Been a lot of fun, looking forward to finishing out the series and maybe trying out Deep Space 9 or something. And also probably watching the TNG movies I've never seen, even if they're bad. I remember one with Picard and Kirk riding horses but that's it.
Nah. It's a specific point about what kind of story you are trying to tell.
Does the world of John Wick make any goddamn sense? Would all this shit be happening literally just beneath the notice of the wider world? It doesn't matter because it's irrelevant to the type of story it's trying to tell.
Does Omelas make sense? Does it need to make sense? It's besides the point of the story.
Something like Rise of Skywalker is not shit because it's worldbuilding doesn't make sense. Star Wars has never made much sense in that respect. It's shit because it's got bad writing that abandons established plotlines and character arcs and has shitty pacing and randomly absolutely shuts down built up romantic stories because a multi-billion dollar franchise can't risk the blowback of interracial hookups and so on down the road.

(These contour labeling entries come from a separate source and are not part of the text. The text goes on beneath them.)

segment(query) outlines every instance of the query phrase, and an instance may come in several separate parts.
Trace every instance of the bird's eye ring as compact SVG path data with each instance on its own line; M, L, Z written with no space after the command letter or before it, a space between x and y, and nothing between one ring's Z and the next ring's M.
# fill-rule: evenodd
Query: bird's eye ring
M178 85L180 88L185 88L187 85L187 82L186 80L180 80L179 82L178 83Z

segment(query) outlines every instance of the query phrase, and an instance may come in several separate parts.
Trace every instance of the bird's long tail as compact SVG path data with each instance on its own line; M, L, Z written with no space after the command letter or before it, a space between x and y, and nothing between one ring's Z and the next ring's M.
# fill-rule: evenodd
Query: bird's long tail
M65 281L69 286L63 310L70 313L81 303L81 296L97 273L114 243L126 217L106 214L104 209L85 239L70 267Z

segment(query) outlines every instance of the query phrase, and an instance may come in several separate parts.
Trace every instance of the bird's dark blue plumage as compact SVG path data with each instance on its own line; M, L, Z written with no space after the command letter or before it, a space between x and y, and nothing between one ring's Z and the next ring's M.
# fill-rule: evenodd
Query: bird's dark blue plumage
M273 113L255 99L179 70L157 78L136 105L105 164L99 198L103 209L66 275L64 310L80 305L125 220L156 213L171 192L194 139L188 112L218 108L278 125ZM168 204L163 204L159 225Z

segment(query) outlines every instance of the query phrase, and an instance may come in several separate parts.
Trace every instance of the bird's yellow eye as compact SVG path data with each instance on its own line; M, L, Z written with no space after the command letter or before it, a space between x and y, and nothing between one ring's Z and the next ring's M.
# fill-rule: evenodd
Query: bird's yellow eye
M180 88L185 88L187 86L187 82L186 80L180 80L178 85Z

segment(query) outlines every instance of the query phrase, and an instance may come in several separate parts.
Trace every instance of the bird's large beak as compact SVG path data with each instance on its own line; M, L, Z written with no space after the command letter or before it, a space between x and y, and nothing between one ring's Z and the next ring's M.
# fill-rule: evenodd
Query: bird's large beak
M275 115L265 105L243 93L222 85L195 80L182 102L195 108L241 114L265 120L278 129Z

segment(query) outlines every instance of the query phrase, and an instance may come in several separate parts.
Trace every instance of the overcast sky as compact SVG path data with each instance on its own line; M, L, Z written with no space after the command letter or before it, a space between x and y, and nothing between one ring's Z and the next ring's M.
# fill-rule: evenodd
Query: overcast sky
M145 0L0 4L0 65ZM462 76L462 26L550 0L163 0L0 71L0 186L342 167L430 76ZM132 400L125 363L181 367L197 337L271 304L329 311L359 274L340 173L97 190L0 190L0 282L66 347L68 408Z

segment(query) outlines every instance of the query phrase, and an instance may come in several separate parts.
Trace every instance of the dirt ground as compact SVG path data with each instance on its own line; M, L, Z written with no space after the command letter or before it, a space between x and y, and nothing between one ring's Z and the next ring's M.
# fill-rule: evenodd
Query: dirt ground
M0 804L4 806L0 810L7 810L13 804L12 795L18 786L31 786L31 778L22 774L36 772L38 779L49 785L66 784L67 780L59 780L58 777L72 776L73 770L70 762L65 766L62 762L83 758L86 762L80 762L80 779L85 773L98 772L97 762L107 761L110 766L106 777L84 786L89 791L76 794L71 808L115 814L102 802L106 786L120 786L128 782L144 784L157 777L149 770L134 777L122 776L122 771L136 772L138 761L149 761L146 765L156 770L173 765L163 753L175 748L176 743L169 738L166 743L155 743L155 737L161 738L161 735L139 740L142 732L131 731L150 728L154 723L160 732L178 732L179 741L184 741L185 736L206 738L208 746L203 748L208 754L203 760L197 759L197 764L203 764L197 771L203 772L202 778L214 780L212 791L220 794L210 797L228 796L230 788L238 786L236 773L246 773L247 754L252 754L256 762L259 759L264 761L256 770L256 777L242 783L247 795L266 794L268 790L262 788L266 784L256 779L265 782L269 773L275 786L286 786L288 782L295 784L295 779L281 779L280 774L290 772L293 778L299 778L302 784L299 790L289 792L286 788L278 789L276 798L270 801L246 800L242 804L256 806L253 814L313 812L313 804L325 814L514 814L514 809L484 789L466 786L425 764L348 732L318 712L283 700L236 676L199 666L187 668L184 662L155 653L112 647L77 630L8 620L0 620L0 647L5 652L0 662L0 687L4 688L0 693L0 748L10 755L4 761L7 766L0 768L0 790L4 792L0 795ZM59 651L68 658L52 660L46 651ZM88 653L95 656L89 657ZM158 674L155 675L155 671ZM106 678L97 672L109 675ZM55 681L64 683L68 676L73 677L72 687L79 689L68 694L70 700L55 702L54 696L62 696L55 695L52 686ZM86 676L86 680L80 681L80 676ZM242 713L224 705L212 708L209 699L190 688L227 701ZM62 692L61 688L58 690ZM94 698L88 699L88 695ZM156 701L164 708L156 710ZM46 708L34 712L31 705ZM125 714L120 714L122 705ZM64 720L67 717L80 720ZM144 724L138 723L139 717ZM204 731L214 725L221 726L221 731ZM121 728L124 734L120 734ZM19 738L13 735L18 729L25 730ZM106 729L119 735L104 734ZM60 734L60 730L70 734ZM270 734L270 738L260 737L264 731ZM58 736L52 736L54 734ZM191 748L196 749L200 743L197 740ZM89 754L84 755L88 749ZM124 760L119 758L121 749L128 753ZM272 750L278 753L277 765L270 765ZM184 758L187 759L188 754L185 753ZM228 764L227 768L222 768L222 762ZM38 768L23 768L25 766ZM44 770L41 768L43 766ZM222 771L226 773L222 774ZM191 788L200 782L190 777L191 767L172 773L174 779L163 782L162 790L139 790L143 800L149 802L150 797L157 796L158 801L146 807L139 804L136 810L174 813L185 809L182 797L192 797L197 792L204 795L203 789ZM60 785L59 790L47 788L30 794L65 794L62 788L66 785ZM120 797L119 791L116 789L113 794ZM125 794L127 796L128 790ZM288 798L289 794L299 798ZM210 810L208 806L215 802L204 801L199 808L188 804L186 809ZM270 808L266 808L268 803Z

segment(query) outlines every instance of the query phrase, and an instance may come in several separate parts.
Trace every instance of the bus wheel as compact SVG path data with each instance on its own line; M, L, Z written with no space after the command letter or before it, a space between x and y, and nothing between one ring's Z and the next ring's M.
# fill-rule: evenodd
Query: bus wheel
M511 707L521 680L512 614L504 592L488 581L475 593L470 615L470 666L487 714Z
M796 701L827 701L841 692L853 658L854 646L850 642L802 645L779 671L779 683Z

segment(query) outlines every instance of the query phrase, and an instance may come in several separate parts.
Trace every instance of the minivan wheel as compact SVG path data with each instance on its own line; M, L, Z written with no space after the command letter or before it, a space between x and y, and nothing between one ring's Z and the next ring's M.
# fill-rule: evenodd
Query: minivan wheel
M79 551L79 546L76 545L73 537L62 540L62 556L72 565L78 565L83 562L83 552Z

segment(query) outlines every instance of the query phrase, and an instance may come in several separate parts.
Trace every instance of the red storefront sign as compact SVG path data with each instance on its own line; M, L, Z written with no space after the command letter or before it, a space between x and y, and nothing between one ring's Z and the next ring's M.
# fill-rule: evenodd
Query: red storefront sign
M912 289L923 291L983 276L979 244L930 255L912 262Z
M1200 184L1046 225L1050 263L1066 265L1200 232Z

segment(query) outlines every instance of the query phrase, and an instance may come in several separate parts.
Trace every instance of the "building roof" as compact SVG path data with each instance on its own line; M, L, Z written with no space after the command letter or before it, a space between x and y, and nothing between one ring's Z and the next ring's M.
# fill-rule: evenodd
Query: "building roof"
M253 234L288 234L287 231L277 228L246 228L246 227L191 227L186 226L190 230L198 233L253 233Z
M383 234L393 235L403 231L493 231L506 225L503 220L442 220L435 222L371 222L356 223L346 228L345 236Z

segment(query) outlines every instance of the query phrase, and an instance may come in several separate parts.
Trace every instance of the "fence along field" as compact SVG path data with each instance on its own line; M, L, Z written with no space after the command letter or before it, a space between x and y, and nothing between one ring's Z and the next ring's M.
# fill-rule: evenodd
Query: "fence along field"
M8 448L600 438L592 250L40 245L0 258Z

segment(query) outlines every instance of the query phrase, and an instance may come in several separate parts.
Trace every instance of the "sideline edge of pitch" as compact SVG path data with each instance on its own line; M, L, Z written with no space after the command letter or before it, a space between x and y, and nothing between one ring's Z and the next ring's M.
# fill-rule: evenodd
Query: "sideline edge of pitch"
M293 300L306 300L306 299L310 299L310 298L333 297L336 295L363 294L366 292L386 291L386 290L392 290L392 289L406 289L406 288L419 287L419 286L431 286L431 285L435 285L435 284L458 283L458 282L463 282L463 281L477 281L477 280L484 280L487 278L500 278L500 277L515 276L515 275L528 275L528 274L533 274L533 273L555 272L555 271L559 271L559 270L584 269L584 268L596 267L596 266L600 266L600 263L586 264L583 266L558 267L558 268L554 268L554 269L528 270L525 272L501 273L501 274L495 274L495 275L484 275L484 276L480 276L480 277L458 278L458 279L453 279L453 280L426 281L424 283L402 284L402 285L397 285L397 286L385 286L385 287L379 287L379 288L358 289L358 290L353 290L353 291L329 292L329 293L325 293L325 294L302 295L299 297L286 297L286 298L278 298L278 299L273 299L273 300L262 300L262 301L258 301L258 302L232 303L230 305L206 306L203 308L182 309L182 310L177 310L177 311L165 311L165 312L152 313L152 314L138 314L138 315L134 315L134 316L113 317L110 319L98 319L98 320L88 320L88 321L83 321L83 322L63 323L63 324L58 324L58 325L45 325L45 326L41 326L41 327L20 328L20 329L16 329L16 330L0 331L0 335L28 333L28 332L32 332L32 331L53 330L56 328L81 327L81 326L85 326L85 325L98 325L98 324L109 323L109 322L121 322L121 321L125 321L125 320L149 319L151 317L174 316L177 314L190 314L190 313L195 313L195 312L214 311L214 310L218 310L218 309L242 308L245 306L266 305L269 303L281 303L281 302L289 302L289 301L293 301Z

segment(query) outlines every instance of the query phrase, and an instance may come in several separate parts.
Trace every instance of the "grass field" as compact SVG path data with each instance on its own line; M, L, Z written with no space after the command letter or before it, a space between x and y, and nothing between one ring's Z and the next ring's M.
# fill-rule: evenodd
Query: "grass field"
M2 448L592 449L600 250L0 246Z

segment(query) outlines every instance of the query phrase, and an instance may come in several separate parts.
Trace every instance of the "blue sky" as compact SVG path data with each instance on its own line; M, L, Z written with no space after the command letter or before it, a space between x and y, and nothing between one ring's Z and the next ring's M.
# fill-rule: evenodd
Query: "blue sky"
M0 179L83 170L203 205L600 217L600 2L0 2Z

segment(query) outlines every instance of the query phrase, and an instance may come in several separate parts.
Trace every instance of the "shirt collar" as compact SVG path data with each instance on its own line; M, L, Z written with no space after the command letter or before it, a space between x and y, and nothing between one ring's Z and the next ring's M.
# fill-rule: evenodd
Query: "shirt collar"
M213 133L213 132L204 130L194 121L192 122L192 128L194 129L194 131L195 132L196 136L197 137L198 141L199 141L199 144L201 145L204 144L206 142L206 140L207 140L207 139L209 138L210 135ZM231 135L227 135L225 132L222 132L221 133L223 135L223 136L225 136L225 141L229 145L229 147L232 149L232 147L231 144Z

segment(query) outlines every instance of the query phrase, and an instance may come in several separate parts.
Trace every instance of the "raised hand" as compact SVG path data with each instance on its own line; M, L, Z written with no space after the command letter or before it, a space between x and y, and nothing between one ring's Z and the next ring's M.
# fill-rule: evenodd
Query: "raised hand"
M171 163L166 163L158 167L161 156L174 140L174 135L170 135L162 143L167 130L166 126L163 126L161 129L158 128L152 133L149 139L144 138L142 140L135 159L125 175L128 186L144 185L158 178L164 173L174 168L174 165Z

I have no idea how you think these are comparable.
There is nothing here saying things don't have value or you can't have specific desires for things. It's just that it's no longer a driving need within Earth or possibly the Federation at large. When food, shelter, medical, entertainment/etc are all available for a trivial cost, you are talking about just the bonus. I 100% imagine that in the Federation there is a TON of handmade items and in general an art boom, if for no other reason than because people don't need to work a job to make money, and can do things for passion.
Actually, I think John Wick is a good example of the problem with Trek's setting. The first movie was relatively low key. It was a bit of a stretch, but yeah, you could buy that there's some weird shady underground of assassins doing business with gold coins. Third movie comes around and it's just gotten silly, with seemingly half of Manhattan and every homeless person and taxi driver involved in this shadowy world. It's gone from suspension of disbelief to just eye rolling so we can get on with the stunts and the shooting.
Trek is in a similar situation. Two seasons of TOS? Fine. The tech can do whatever is necessary to carry the main plot. After TNG, DS9, Voyager, Enterprise, Picard, Lower Decks, and Discovery? Even if you weren't trying to build a setting because that wasn't important to the story, at this point you've managed to build one just from the quantity of produced material. And if it's contradictory and doesn't make much sense, then that's on the writers not wanting to do the work in the first place. And I don't think the situation has been harmless to the core stories that Trek is trying to tell. There's certainly been enough situations where 'In Episode X, why didn't they just do the thing that they did in Episode Y since that'd solve the problem right quick?' came up as fridge logic. B5 and SG-1 managed to keep things fairly well sorted on that front, no reason to give Star Trek a complete pass on it.
https://youtu.be/BIeEyDETaHY
Incredibly accurate considering the skit ends with a Janeway Pi.